Each day TFO Canada publishes a sample of trade news on the Canadian import market along with any new, updated or changed regulations and legislations regarding international trade; countries in which TFO Canada offers services and on the export sectors which it promotes.
The Aldi explosion and a good year for Canadian tomatoesWednesday, June 14, 2017 > 09:48:16
In their zeal to not lose online grocery sales to Amazon, U.S. retailers are offering curbside pickup and online ordering to their customers.
But those same retailers also are fighting a battle against the hard discounter Aldi and soon, with the just-arriving companion European discounter Lidl.

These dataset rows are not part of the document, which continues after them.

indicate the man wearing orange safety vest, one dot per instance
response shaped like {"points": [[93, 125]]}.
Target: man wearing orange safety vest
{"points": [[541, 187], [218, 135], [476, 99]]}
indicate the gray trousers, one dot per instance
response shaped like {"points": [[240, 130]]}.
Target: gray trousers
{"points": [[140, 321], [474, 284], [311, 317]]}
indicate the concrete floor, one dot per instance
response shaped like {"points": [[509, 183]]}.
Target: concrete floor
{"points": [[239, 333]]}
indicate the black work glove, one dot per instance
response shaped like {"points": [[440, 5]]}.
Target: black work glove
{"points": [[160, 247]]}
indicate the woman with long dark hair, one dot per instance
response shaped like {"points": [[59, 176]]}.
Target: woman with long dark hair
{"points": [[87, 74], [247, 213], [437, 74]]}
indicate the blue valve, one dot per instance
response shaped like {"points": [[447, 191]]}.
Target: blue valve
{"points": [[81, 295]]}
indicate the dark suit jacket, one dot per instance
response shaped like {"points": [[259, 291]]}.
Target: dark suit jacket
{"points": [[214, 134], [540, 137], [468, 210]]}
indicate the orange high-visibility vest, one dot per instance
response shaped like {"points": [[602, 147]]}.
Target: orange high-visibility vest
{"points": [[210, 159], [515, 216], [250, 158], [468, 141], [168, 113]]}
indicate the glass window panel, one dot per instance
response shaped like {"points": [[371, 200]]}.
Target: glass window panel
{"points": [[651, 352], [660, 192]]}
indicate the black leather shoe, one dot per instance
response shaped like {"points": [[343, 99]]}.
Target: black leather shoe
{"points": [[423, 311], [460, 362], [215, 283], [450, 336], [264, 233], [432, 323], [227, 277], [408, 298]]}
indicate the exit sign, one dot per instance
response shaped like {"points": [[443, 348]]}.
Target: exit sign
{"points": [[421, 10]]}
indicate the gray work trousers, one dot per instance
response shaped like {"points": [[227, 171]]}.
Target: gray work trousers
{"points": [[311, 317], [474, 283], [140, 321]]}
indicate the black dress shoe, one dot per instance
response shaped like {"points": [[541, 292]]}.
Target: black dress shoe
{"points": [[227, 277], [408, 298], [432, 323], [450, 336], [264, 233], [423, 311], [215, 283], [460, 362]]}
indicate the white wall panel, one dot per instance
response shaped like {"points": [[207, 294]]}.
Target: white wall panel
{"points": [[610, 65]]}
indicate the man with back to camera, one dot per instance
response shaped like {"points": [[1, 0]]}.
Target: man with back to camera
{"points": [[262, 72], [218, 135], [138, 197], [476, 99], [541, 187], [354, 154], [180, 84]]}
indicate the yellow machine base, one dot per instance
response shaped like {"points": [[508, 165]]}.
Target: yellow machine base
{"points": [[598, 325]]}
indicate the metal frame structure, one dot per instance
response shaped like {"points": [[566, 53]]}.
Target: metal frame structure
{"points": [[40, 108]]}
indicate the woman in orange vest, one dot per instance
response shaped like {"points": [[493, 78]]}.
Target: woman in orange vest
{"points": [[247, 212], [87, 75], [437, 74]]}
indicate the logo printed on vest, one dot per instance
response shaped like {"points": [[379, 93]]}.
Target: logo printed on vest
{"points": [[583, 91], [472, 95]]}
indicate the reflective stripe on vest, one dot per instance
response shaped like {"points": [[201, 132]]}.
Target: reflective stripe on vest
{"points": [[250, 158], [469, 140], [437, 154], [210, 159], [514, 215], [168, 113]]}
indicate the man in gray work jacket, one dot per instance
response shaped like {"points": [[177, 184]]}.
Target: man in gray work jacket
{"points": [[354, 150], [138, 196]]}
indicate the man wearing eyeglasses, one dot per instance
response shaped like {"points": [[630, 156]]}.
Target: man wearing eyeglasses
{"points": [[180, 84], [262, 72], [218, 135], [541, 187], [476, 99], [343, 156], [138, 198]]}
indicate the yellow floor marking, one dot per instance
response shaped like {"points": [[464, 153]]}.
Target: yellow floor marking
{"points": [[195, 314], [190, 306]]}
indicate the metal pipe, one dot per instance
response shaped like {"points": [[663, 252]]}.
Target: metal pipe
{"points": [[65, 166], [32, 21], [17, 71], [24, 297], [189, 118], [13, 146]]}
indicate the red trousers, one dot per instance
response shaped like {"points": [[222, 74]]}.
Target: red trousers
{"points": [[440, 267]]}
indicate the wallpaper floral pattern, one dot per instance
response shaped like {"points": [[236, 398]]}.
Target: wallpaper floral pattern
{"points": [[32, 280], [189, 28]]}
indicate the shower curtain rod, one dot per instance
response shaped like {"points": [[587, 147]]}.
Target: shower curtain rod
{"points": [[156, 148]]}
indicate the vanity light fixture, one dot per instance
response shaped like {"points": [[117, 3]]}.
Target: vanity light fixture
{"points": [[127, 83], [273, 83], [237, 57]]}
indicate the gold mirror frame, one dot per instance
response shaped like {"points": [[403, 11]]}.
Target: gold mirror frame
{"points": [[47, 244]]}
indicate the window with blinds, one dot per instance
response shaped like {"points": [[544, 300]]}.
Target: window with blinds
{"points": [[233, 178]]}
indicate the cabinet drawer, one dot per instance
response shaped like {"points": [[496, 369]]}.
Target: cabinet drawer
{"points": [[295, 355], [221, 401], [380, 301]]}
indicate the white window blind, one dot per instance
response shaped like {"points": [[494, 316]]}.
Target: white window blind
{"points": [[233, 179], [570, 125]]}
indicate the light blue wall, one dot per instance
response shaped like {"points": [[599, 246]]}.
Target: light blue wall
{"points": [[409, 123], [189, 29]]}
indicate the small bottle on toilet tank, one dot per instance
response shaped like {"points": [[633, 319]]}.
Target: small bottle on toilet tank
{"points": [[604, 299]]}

Aldi has just announced growth plans to expand to expand to 2,500 stores nationwide by the end of 2022. With this growth, ALDI will be the third largest grocery store by count in the U.S. and serve 100 million customers per month, according to the company.
Today, Aldi operates 1,600 U.S. stores in 35 states, serving about 40 million customers each month.
With Baby Boomers scrimping and young adults looking to save coin on their grocery bill, Aldi represents a serious competitive challenge to the U.S. grocery industry in the years ahead. Now just imagine if Aldi offered online shopping and home delivery.....
Mexico is still - by far - the biggest international supplier of tomatoes to the U.S. market, but Canadian marketers made up a little ground in the past year.
Tomato imports from Mexico alone account for 22% of total U.S. fresh vegetable imports, but that line item showed a big decline in the past year.
The U.S. Department of Agriculture said U.S. fresh tomato imports from Mexico were $1.72 billion in 12-month period from May 2016 through April 2017, a decline of 9% compared with the previous year.
Fresh tomato import volume from Mexico dipped 1% for the May through April period.
On the other hand, U.S. imports of Canadian fresh tomatoes were $276 million in the 12-month period ending in April. That is up 9% in value and 13% in volume, according to the USDA.
Imports of peppers from Mexico, at $918 million for the May through April period, were down 10% in value but up 13% in volume compared with the year before. Imports of Canadian peppers, at $266 million, were down 3% in value but up 16% in volume.